Across the aisle, some voices in the GOP have come around to supporting elements of cannabis decriminalization. Notably, Sen. Cory Gardner has been an advocate for Colorado’s legalization, House Judiciary Committee Chairman Bob Goodlatte recently signed onto a bill to expedite medical-marijuana research, and Senate Majority Leader Mitch McConnell has become an advocate for legal hemp.
Yet the party also includes more strident voices for prohibition, for instance Attorney General Jeff Sessions, who famously said, “Good people don’t smoke marijuana;” Rep. Andy Harris, who has fought against the District of Columbia’s legalization efforts; and President Trump, who reportedly nixed Israel’s plan to export marijuana.

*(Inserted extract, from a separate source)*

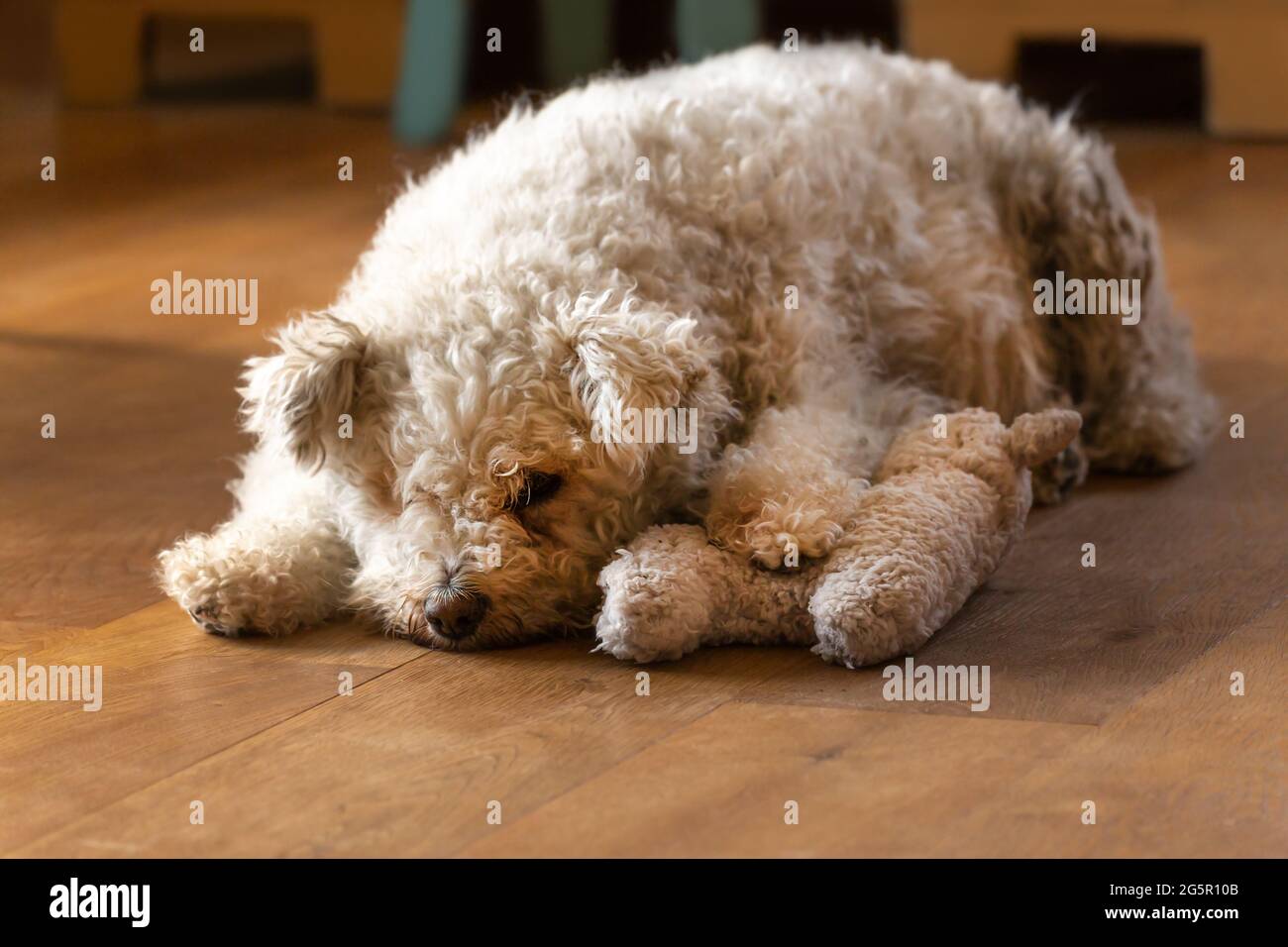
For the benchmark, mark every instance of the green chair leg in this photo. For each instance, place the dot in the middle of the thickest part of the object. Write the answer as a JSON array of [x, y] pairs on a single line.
[[576, 39], [703, 27], [433, 68]]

House Democratic Leader Nancy Pelosi has said she supports leaving it up to the states to decide how to enforce marijuana laws and she has supported decriminalization efforts in her own state of California. Pelosi spokesman Drew Hammill did not rule out adding to the agenda.
“Leader Pelosi and the [Democratic Policy Communication Committee] cochairs continue to reach out to members about future components to the Better Deal agenda,” he said.
Richmond said he hasn’t seen hard evidence that voters vote based on their stance on marijuana, but he said younger voters and community activists are paying attention to the issue and pushing for change, and it is incumbent for leaders to listen to them.
Rep. Jared Polis said the same of the burgeoning marijuana businesses, which in total is a billion-dollar industry in his home state of Colorado with more than 20,000 full-time jobs. He said that at the very least, people who have a livelihood in the industry vote based on a candidate’s stance on the issue. For recreational users, it’s more about freedom, he said.
“People don’t like nanny-state Republicans telling them what they can or can’t do in their own homes,” he said. “I think the movement is growing and Congress is slow to react to that. It’s at incumbents’ own peril if they’re running for reelection if they’re on the wrong side of the vast majority of their own electorate on that issue.”